Rarement monté depuis le XIXe siècle, Il pirata, tragédie gothique de Bellini, n’en demeure pas moins le premier triomphe du maître italien. Situé aux confins d’un romantisme latent et d’une vision plus réaliste du drame, l’ouvrage raconte l’histoire d’amour secrète entre Imogene et Gualtiero, membres de deux lignées rivales, au cœur de la Sicile du XIIIe siècle. Entre puissance et caractérisation psychologique des personnages, un défi de taille attend l’Opéra de Monte-Carlo pour une version de concert présentée à l'Auditorium Rainier III.

L’œuvre s’ouvre sur une vaste tempête. Sous la baguette de Giacomo Sagripanti, l’Orchestre Philharmonique de Monte-Carlo s’annonce subtil : le vibrato des cordes, loin d’être outrancier, se montre précis et fin. La direction du jeune chef, souple et aérienne, insuffle un potentiel incisif aux musiciens, relançant ainsi la dynamique nécessaire à la représentation de la houle.

L’effet se poursuit avec l’arrivée du Gualtiero de Celso Albelo, malencontreusement échoué en terres ennemies. Brillant et dynamique, le ténor fascine tant par sa prestance scénique que par son phrasé homogène et soigné. Les longues mélodies empreintes de vérité ont raison de tout excès ou démesure ornementale. Bientôt les duos d’amour entre le pirate presque apprivoisé et une Imogene distinguée (Anna Pirozzi) offrent par leur caractère intimiste une tournure élégante à cette narration tourmentée. Les deux artistes, formant le couple phare de la représentation, offrent chacun une prise de position interprétative claire et assumée : le ténor brille par un chant viril d’une simplicité apparente et la soprano par des envolées lyriques et passionnées caractérisées par une ornementation virtuose des hauteurs. Ces partis pris quelque peu divergents se marient pourtant admirablement et récoltent les applaudissements chaleureux des spectateurs.
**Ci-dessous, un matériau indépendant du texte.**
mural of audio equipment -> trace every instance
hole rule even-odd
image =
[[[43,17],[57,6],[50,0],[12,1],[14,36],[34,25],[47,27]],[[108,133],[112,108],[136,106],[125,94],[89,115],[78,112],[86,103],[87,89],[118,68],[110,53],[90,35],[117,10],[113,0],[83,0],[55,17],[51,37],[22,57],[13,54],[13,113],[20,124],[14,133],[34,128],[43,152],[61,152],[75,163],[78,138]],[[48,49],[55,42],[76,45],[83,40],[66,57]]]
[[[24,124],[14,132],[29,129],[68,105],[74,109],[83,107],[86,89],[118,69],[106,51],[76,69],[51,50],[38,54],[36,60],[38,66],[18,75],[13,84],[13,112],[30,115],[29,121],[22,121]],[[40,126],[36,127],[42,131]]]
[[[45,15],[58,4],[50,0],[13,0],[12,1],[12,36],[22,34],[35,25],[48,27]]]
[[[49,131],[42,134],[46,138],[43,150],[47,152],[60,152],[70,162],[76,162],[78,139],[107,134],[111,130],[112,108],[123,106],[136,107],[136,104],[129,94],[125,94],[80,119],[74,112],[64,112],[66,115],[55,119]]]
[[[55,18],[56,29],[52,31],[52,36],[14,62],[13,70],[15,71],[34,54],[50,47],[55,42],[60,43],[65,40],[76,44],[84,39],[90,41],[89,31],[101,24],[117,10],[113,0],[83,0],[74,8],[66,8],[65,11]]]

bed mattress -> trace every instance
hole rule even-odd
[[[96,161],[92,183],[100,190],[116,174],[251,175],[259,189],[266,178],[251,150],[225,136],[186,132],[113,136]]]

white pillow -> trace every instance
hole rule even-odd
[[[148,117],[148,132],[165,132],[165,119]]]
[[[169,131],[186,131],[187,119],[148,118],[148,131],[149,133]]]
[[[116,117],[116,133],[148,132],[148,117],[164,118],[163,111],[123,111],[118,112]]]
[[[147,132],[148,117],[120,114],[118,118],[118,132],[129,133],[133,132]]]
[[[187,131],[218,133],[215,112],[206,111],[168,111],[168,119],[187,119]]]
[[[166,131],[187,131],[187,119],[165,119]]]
L’apaisement est néanmoins de courte durée lorsqu’entre en scène le maître des lieux, Ernesto, hostile opposant de Gualtiero. C’est finalement Vittorio Prato qui tient le rôle, remplaçant George Petean souffrant. Appliqué, le baryton se distingue par une voix ronde à la technique bien rodée. A l’instar de son collègue Celso Albelo, le choix d’une interprétation sobre semble totalement en accord avec l’esprit de la partition de Bellini. Aux côtés de ces personnages masculins au tempérament assuré, se dresse la frêle Adele de Claudia Urru. Bien qu'elle peine à s’affirmer dans les tutti vocaux, nous devons cependant louer la finesse de la soprano, qui parvient à se révéler lors des mouvements calmes aux accompagnements discrets. Revêtant un rôle prépondérant dans l’ouvrage, le chœur instille une dynamique notable à l’ensemble, tout en se laissant parfois submerger par les eaux tumultueuses de l’orchestre.

L’apogée du spectacle se situe toutefois au cœur du deuxième acte, à l’occasion des suppliques d’Imogene, censées dissuader son amant de commettre l’irréparable. Ayant gagné en assurance, les chanteurs agrémentent cette version de concert par de tendres gestes et cris d’amour acharnés. Multipliant les rapprochements physiques, les interprètes se détachent davantage de la partition, renforçant alors l’apparente véracité de leurs élans passionnels. En cette première représentation à Monte-Carlo, Il pirata aura su, par le choix d’un duo de chanteurs solidement engagés dans leurs choix interprétatifs, relever l’admirable défi de fusionner richesse harmonique et expression dramatique.